The city’s open data policy makes over 1,100 datasets available for free to the public, from the locations of all city-owned vacant lots, to property valuations, to Wi-Fi hotspots. Some of this information, now free, used to only be obtainable for hundreds of dollars.

The purpose is to let people understand what is going on in government, and also to ensure oversight, Hidalgo says, but so few people understand the value of it.

Inaccuracies and Change

The NYPD had started releasing non-readable PDFs of crash data after the law required the agency to do so, but it has been lagging in complying with requests from officials, community groups, and advocacy groups on releasing data in machine-readable formats. The agency also replaced the released data monthly, rather than making past records available.

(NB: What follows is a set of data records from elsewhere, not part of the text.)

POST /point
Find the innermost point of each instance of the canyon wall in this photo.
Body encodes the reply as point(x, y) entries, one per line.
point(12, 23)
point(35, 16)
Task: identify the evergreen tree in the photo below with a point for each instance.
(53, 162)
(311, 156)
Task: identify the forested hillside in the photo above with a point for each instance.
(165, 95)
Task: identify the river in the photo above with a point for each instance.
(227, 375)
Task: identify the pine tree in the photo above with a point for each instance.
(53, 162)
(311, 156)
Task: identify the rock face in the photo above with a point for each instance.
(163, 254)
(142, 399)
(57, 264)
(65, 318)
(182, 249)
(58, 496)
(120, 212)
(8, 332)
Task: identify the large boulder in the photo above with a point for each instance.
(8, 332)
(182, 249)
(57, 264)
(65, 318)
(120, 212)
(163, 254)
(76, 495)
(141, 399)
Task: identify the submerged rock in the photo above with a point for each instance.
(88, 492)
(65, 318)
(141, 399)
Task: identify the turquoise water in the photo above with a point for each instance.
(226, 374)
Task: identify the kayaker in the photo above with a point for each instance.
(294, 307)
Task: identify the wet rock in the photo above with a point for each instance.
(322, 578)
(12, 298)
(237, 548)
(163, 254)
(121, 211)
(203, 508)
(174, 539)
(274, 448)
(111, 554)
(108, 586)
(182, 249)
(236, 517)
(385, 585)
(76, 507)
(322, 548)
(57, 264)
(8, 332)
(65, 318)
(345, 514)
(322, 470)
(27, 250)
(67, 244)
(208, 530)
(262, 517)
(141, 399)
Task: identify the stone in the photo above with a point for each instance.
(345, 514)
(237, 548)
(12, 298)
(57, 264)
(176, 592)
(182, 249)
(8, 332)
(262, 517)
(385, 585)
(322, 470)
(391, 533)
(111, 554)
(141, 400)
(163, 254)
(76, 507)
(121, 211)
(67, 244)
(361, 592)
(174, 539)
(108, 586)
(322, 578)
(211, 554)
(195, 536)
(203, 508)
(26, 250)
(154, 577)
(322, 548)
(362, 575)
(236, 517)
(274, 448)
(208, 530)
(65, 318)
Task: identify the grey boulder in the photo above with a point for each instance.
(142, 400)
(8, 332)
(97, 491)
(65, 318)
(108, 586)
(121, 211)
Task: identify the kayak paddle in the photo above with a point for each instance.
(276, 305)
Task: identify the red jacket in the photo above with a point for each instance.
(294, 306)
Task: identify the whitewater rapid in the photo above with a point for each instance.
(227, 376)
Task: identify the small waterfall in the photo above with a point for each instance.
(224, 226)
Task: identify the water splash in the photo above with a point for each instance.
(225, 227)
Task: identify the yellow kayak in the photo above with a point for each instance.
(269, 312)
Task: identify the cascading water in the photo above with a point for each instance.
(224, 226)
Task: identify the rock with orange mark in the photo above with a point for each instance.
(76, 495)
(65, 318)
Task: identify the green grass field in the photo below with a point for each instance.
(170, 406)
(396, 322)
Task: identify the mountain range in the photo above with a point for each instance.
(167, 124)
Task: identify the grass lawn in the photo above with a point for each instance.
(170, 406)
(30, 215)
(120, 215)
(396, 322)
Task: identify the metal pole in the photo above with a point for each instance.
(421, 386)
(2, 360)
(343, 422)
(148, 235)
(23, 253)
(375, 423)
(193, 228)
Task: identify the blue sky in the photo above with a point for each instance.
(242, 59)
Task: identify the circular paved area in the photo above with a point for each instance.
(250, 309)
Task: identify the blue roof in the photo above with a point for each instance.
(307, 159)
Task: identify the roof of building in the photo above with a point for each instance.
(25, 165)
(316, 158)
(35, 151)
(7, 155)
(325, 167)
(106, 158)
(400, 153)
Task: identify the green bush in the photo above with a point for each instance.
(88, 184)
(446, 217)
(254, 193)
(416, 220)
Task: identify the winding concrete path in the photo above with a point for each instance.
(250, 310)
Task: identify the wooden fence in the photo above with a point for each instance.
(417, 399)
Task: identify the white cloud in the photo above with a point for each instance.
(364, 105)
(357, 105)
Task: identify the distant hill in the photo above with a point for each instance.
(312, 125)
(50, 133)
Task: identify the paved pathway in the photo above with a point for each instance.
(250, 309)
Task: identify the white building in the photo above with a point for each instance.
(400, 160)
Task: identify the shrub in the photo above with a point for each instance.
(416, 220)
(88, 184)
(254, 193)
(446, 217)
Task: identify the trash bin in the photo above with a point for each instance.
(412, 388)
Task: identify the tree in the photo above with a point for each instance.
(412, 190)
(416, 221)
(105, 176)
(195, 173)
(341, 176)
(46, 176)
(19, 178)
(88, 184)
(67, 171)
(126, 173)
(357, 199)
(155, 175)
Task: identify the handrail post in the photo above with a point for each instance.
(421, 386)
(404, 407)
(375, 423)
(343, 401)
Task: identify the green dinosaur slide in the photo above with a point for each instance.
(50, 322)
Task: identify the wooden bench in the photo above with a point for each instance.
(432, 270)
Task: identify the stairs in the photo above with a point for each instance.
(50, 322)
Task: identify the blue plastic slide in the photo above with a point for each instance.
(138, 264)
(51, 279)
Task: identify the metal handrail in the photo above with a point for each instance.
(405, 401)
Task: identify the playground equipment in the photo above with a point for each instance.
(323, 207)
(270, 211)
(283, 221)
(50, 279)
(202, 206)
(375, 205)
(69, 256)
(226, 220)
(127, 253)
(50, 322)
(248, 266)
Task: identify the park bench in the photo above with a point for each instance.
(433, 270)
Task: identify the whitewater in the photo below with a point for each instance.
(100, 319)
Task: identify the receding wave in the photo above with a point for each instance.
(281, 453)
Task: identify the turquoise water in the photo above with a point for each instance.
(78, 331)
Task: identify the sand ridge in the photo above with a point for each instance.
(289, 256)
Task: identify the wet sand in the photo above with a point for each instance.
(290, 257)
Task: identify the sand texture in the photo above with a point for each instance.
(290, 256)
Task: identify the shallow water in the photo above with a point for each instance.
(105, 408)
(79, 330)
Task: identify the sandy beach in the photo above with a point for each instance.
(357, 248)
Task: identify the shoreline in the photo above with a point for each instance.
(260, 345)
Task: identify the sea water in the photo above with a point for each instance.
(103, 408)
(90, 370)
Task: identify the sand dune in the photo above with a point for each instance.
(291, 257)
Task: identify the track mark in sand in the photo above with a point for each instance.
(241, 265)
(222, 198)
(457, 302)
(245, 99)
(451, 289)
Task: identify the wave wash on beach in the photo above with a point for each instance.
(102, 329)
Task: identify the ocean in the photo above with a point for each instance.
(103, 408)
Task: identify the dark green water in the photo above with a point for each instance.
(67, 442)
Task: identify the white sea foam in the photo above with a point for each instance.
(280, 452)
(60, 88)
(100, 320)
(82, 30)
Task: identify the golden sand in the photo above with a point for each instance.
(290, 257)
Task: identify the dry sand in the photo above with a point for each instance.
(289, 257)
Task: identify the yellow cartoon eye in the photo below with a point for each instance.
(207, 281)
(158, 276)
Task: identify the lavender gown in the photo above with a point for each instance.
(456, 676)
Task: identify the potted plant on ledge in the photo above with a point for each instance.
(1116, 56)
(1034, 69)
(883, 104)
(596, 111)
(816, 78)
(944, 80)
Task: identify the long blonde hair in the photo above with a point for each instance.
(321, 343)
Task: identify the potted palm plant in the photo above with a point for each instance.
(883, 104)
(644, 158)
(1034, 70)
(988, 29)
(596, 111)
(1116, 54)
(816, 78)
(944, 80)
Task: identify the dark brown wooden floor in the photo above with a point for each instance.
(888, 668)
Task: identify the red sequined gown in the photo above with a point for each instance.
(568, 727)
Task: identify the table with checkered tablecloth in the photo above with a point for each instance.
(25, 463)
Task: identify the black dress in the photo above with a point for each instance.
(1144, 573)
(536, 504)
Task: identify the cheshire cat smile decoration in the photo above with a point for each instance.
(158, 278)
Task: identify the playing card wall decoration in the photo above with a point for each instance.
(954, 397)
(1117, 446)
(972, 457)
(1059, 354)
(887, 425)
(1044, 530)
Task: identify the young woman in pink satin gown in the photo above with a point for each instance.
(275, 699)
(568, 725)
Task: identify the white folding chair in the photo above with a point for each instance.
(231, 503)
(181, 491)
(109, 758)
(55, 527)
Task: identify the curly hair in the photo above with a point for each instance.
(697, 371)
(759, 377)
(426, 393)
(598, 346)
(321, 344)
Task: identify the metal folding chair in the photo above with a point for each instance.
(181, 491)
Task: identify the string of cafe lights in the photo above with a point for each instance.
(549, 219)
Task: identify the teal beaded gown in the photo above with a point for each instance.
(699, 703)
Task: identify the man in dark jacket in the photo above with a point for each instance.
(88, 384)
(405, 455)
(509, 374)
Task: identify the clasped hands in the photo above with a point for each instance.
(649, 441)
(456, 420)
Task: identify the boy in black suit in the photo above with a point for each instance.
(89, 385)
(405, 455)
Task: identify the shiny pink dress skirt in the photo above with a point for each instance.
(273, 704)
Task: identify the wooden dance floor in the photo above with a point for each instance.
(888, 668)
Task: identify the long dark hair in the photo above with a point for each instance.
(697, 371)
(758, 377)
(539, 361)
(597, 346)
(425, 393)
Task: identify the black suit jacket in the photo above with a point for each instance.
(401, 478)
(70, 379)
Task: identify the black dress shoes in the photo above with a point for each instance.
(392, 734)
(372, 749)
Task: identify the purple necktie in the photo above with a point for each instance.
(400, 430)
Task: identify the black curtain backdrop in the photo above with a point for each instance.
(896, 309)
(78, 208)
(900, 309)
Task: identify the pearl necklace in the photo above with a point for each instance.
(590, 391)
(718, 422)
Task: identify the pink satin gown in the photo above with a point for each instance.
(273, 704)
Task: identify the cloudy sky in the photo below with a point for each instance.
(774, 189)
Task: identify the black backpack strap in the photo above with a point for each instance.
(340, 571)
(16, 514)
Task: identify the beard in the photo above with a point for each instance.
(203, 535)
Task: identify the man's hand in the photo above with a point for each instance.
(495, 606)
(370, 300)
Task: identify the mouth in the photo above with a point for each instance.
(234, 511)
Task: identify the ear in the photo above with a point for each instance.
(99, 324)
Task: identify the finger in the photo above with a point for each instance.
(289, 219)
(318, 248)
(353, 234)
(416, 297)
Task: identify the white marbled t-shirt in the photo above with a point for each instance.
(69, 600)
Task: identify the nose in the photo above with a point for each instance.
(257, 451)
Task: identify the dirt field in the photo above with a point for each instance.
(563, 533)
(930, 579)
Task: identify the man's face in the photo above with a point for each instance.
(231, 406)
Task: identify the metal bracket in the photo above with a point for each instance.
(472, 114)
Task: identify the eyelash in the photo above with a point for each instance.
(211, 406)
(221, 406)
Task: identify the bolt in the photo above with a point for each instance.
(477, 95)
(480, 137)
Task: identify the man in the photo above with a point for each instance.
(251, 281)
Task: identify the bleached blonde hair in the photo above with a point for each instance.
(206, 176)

After much prodding, NYPD started releasing the data in spreadsheet format, but the cells are joined in a way that makes it essentially useless, Krauss said.

According to an NYPD spokesperson, the department is looking to unlock the data into an Excel or other similar format. There is no time-frame set yet.

Because the locations aren’t recorded in a longitude/latitude format, some errors get introduced during conversion.

A second layer of errors are introduced because of the way collision information gets recorded. Police officers use a New York State Department of Motor Vehicles form that requires listing the nearest cross street of the incident, which can be misleading because it then seems like all accidents happen at intersections, Miller said.

Together, this results in mapping errors on almost a fifth of reported incidents, according to Krauss. Occasionally there are street names misspelled, and sometimes the cross streets listed don’t intersect at all.

NYPD is also in the process of changing this system for recording accidents, a spokesperson confirmed.

NYPD Commissioner Bill Bratton announced Tuesday a pilot program to arm officers with tablets. The goal is to allow officers access to crime records, but it could also provide the GPS information needed for recording location data with greater accuracy.

While there is no time frame, civic hacking, and advocacy groups are optimistic. Open data is beneficial to both communities and government agencies, they say, as it only ensures the government has more informed partners.